Netherlands: ‘Jews-Hunters Face Up To Two-Years Jail’

By Stefan J. Bos, Chief International Correspondent Worthy News

AMSTERDAM (Worthy News) – Dutch prosecutors have demanded up to two years imprisonment for several suspects involved in the Netherlands’ first pogrom since World War Two.

After a soccer match in Amsterdam between the Dutch capital’s Ajax and Israel’s Maccabi Tel Aviv clubs, mainly Moroccan mobs launched a “Jews-hunt” on November 7-8 that prosecutors said, “caused a storm that noticed far beyond the country’s borders.”

Numerous Jews, including some asked to show their passports by angry men, were injured in the attacks, according to investigations.

The Dutch Public Prosecution Service said Thursday that “the presence of Israeli supporters offered an opportunity to take revenge for the situation in Gaza.”

A group of Israeli fans were seen taking down a Palestinian flag from a home, while others shouted anti-Arabic slogans. However, Amsterdam Mayor Femke Halsema said the provocations did not justify attacks against Jews that have been compared to pogroms of the 1930s and 1940s.

In two of the four cases that were dealt with on Wednesday, Dutch prosecutors said that “there is a discriminatory aspect or group insult directed against Jews.”

Three of the five defendants facing charges in an Amsterdam court for (inciting) public violence against Jews said they had “innocent intentions,” but prosecutors disagreed.

PRISON SENTENCES

Ultimately, prison sentences were demanded for three of the defendants. Two cases were adjourned, including that of a tearful 22-year-old Palestinian asylum seeker, Mahmoud A., who traveled from a temporary asylum center to Amsterdam.

He is charged with attempted manslaughter for kicking a victim hard in the head. Like the other defendants, his surname wasn’t mentioned under Dutch privacy laws.

Nineteen-year-old Lucas D. from Monnickendam was the first to appear in court on Wednesday. A plainclothes police officer had reportedly observed him throwing two stones at a riot police van and photographed him holding what appeared to be a stone in his left hand. Lucas D. claimed it was just a lump of clay. “If I threw it in the air, it would fall apart,” he argued.

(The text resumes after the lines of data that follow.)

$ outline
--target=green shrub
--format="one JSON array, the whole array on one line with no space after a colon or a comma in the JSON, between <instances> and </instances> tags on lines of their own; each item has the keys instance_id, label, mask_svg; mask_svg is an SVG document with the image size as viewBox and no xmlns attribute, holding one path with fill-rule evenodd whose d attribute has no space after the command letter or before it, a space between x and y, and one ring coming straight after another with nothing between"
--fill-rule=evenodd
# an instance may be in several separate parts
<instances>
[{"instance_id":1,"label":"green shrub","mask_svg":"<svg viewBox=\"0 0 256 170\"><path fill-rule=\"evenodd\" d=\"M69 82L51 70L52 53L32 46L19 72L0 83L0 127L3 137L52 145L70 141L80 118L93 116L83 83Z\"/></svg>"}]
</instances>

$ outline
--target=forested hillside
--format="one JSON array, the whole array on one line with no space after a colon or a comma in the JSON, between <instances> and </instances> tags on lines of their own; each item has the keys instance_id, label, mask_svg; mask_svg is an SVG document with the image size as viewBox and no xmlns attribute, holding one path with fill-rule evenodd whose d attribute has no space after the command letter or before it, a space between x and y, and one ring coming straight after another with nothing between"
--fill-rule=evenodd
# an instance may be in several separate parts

He also denied chanting “Those cancer Jews must die” and “Death to Israel” at the Amsterdam ArenA stadium where the soccer match occurred.

The man claimed the other Public Prosecution Service had taken his group chat message—“Mouthguard in, and let’s smash them”—completely out of context.

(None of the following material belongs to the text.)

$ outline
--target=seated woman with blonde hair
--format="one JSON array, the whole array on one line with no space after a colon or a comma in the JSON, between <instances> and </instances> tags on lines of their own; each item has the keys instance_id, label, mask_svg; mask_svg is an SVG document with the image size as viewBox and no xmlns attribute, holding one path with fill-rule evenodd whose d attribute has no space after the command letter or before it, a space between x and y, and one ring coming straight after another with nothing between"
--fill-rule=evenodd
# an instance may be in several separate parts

As for the firecracker in his pocket, he insisted he never intended to throw it. Prosecutors didn’t believe him and demanded a six-month prison sentence, half of it suspended.

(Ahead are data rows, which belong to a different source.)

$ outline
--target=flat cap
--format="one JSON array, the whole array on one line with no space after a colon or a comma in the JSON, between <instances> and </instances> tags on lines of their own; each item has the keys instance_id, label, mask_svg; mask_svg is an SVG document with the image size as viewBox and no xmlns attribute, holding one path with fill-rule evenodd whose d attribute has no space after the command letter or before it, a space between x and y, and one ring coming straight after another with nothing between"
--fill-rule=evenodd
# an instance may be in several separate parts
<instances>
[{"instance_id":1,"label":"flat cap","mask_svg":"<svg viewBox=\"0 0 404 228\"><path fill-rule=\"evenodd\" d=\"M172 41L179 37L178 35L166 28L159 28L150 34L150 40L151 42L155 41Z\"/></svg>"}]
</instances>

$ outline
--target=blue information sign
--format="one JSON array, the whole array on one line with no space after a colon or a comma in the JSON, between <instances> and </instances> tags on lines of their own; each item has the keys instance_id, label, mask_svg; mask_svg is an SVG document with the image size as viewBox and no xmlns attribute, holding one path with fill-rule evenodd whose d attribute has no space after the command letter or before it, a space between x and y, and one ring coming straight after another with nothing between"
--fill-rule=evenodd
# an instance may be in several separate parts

The second case involved 32-year-old barber Sefa Ö., who has bipolar disorder and is expecting to father a child in four months.

ASSAULTING SEVERAL

The prosecution demanded a two-year prison sentence with six months suspended. Sefa Ö. did not deny assaulting multiple people in central Amsterdam.

Footage shown as evidence included a flying kick he allegedly delivered to a victim who then fell against a moving tram.

Ö. turned himself in after recognizing himself in the blurred footage aired on Dutch television’s police program Opsporing Verzocht (’Investigation Requested).

“I regret being there. I’m not a bad person. Unfortunately, this happened,” he repeated in court

The third defendant, 26-year-old Rachid O., denied making anti-Semitic remarks despite writing on social media chat group messages such as “I might never get another chance to beat up these cancer Jews” and “Shoot them down.”

In court, he claimed he was referring only to Maccabi fans. When asked why he was in the group, he cited frustration over alleged chants of “Death to Arabs” by Maccabi fans. Yet prosecutors demanded a six-month prison sentence, with two months suspended.

The remaining two defendants appeared in court Thursday, with the judge expected to issue verdicts in all cases on December 24 amid mounting concern about antisemitism.

PRO-ISRAEL

Last month, some 2,000 pro-Israel protesters gathered outside Amsterdam’s city hall after Mayor Femke Halsema nixed the rally originally planned for the capital’s Dam Square, citing concern that the site “could not be properly secured.”

However the same central Dam Square, near a national war memorial including for Jewish victims, is where pro-Palestinian and anti-Israel demonstrations also took place, critics said.

The anti-Israel protests erupted after Hamas massacred some 1,200 people and kidnapped hundreds in the Jewish nation on October 7, 2023.

So, “We are standing here at the wrong place. This is how ‘never again’ [a Holocaust] becomes ‘yet again,’ by taking rights away from Jews bit by bit,” said Jewish former politician Rob Oudkerk. “‘Yet again’ is Mayor Halsema, who bans us from Dam Square.”

A furious Halsema denied wrongdoing, saying she wanted to protect the Jewish community.